Considerando então a Educação Inclusiva como um novo paradigma
que desafia o cotidiano escolar brasileiro e mais do que isso, desafia nossa
forma pessoal, individual de pensar a diversidade humana e para a qual
estamos bem longe de respostas definitivas, proponho inicialmente que nós
educadores, nos perguntemos sobre como efetivamente inverter a direção do
olhar para a Educação Inclusiva. Que olhar temos “sobre” a inclusão escolar? E
no caso específico da deficiência visual, que olhar temos pelos alunos cegos e
de baixa visão, para os alunos cegos e de baixa visão, para além da cegueira
física? O que nos permitirá como educadores demorar nosso olhar para eles, e
não sobre eles?
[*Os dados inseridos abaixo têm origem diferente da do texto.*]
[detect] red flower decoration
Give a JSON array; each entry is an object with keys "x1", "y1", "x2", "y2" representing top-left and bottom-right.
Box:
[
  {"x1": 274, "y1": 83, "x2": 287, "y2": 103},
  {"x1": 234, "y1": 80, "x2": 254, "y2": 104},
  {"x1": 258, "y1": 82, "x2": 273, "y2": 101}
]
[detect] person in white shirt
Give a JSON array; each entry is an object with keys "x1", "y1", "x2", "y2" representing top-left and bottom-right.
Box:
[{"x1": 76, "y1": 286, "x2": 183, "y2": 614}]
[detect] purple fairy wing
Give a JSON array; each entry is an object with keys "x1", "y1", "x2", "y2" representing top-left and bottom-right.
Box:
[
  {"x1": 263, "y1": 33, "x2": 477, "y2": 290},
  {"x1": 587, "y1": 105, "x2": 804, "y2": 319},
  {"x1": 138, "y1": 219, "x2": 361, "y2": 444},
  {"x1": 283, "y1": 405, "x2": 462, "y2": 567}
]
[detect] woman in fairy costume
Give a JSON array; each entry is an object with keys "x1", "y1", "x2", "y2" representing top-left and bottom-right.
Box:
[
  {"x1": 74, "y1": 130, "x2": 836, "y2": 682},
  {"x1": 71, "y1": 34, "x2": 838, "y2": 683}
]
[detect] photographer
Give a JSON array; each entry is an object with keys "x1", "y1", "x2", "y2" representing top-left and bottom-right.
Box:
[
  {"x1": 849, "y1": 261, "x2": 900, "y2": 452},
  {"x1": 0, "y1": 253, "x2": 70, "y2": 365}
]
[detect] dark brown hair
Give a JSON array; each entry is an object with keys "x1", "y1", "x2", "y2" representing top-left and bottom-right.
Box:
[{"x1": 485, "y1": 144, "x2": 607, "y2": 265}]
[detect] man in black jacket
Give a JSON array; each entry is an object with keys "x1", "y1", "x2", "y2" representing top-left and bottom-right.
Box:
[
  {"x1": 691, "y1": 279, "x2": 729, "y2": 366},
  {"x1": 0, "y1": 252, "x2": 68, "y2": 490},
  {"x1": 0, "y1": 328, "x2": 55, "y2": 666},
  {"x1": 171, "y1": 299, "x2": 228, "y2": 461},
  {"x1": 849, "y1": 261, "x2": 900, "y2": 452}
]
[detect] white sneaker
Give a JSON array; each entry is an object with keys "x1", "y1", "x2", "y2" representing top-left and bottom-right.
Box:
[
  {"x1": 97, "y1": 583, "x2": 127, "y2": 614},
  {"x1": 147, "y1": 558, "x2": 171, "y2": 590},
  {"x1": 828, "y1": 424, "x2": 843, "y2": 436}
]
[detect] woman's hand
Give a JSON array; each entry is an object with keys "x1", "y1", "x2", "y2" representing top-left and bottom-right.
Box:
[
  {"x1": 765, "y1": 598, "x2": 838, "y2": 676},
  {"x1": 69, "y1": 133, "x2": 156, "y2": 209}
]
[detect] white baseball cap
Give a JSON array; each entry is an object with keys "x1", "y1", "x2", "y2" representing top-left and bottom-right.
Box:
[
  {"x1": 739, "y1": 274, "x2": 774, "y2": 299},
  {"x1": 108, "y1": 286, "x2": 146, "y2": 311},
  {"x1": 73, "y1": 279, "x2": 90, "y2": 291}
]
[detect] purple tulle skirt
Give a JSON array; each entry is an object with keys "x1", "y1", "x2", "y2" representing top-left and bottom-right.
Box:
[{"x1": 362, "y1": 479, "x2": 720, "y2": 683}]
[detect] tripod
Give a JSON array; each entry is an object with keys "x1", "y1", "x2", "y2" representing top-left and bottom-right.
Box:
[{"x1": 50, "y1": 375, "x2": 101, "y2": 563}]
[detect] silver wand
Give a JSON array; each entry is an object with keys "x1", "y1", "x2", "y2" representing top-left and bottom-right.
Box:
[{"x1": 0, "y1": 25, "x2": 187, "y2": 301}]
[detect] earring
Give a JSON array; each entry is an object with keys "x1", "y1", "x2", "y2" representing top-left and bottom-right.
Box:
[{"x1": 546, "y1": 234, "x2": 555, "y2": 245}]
Que lentes, nós educadores, precisamos ter para enxergamos
para além do que vemos? Será necessário aumentar, diminuir o grau, buscar
outras formas e cores?
Com o intuito de responder estas indagações iniciais, transitamos por
diferentes caminhos, buscando respaldo teórico-metodológico na prática
profissional. Este OAC apresenta sugestões de Recursos Didáticos, sítios
como:
Fundação Dorina Nowill: A Fundação Dorina Nowill, criada há 61 anos, pela professora
Dorina de Gouvêa Nowill, é hoje um centro de referência quando se trata de
inclusão social de deficientes visuais, sejam eles crianças, jovens ou adultos. Programas de avaliação e diagnóstico, clínica de baixa visão e educação
especial são alguns dos serviços prestados pela Fundação que atua, ainda, na
produção de livros em Braille, falados e digitais. (Disponível em: www.fundacaodorina.org.br)
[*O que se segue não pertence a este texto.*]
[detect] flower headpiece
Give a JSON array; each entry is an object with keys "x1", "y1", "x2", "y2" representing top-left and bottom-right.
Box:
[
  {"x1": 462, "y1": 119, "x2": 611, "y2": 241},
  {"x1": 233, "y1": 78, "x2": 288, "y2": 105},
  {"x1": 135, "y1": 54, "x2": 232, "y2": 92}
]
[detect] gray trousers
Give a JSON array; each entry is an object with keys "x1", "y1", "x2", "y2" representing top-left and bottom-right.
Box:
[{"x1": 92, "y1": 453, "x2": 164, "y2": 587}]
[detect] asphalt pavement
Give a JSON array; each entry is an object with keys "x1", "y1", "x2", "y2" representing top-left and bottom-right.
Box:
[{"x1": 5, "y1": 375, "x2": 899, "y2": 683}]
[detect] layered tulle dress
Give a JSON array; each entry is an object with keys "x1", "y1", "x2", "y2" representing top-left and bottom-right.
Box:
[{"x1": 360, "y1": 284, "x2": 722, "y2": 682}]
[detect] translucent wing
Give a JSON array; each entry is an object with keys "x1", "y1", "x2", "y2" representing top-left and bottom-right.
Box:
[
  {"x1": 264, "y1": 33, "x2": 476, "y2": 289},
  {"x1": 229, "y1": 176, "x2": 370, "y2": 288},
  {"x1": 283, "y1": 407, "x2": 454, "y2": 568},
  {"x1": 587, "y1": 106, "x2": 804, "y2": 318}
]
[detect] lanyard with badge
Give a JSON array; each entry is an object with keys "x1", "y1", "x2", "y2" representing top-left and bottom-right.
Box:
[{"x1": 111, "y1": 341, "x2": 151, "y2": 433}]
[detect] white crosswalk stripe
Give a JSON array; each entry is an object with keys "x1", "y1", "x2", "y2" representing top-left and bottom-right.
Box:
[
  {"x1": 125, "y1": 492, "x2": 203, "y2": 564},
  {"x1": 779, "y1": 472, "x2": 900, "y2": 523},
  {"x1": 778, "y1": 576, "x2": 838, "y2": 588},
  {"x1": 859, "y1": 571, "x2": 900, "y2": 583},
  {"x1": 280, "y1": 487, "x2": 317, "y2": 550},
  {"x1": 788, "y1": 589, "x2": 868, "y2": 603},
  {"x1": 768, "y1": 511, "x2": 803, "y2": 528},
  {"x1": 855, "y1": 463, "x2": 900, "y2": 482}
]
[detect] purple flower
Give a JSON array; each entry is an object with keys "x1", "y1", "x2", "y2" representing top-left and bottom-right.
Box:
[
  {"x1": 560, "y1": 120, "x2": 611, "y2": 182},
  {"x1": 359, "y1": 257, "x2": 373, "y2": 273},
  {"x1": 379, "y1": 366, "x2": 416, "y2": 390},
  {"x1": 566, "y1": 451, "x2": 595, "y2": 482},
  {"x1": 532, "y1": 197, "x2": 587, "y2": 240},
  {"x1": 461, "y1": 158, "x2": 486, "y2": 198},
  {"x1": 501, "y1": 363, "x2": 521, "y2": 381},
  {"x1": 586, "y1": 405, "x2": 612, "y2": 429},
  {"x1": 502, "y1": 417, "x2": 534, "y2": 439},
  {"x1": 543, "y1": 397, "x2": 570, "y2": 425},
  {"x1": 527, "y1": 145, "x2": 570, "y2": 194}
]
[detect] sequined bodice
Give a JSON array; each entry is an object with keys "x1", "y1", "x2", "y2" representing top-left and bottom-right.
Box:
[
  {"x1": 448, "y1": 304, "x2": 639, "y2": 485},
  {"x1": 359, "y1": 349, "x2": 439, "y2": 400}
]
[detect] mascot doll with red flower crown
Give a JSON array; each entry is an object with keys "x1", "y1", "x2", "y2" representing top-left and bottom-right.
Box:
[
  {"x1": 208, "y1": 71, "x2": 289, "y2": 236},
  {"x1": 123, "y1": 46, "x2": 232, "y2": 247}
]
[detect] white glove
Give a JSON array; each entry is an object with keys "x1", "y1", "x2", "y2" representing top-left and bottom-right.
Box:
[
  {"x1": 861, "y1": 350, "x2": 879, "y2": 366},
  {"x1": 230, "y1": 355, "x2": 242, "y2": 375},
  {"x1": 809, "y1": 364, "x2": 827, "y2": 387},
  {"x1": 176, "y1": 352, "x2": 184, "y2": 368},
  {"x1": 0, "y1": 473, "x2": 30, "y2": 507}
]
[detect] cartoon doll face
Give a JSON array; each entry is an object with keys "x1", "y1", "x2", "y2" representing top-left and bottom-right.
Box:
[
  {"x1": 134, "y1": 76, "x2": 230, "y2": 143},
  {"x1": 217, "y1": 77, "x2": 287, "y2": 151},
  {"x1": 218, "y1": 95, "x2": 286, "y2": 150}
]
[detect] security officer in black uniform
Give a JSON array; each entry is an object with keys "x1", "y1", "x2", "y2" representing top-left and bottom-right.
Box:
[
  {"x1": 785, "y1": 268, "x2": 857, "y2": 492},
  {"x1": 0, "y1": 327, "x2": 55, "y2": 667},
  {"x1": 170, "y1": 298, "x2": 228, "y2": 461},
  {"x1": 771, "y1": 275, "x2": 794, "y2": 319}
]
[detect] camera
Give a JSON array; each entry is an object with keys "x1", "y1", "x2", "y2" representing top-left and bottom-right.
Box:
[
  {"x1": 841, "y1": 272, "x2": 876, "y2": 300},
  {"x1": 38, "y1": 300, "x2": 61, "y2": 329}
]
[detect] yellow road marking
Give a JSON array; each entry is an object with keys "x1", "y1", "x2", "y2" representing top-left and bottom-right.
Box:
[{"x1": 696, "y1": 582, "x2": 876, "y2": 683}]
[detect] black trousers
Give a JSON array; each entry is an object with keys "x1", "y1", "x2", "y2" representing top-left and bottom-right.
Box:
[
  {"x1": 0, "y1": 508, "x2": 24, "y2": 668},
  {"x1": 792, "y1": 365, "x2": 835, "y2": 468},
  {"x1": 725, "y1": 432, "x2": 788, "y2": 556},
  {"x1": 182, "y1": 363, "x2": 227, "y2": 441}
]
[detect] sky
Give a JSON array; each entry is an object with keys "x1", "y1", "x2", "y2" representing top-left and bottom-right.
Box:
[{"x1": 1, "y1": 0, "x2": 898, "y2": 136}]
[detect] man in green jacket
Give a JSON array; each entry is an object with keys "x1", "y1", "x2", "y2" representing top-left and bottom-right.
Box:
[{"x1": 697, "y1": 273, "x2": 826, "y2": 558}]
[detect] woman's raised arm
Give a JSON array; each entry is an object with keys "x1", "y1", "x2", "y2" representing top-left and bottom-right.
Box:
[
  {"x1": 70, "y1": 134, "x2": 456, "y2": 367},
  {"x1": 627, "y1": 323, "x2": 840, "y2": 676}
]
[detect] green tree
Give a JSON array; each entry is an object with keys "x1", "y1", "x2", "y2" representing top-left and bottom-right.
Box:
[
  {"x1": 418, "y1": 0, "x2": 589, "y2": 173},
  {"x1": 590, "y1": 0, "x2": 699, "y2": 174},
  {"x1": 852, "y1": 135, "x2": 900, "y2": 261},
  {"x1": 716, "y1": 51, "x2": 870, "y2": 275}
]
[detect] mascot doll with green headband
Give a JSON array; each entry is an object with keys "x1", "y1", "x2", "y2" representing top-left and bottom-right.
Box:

Portal do Mec: Neste site o professor pode acessar o link Educação Especial. Traz
informações a respeito da deficiência visual e diversos artigos com propostas
de superação das dificuldades encontradas na inclusão desses alunos no
Ensino Regular. (Disponível em: http://portaldomec/educação)
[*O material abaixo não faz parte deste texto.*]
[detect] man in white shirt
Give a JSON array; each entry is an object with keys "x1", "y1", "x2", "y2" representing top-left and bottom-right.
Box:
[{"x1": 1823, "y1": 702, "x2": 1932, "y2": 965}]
SOS Matemática: Os professores de Matemática terão acesso a curiosidades
matemáticas, desafios, exercícios, “tira dúvidas”, conteúdos, testes e
adivinhações. Este site ainda conta com um Fórum de discussão, onde os
professores podem trocar idéias sobre assuntos matemáticos. (Disponível em: http://www.sosmatematica.com/)
Além dos sítios, neste trabalho, discutimos a possibilidade em se
trabalhar filmes, como por exemplo: A primeira vista; A cor do paraíso; Gênio
indomável; Janela da alma; Infinity: um amor sem limites. Acreditamos que por
meio de filmes despertem nos alunos a sensibilidade e a possibilidade de
conviver com as diferenças no coletivo do ambiente educativo.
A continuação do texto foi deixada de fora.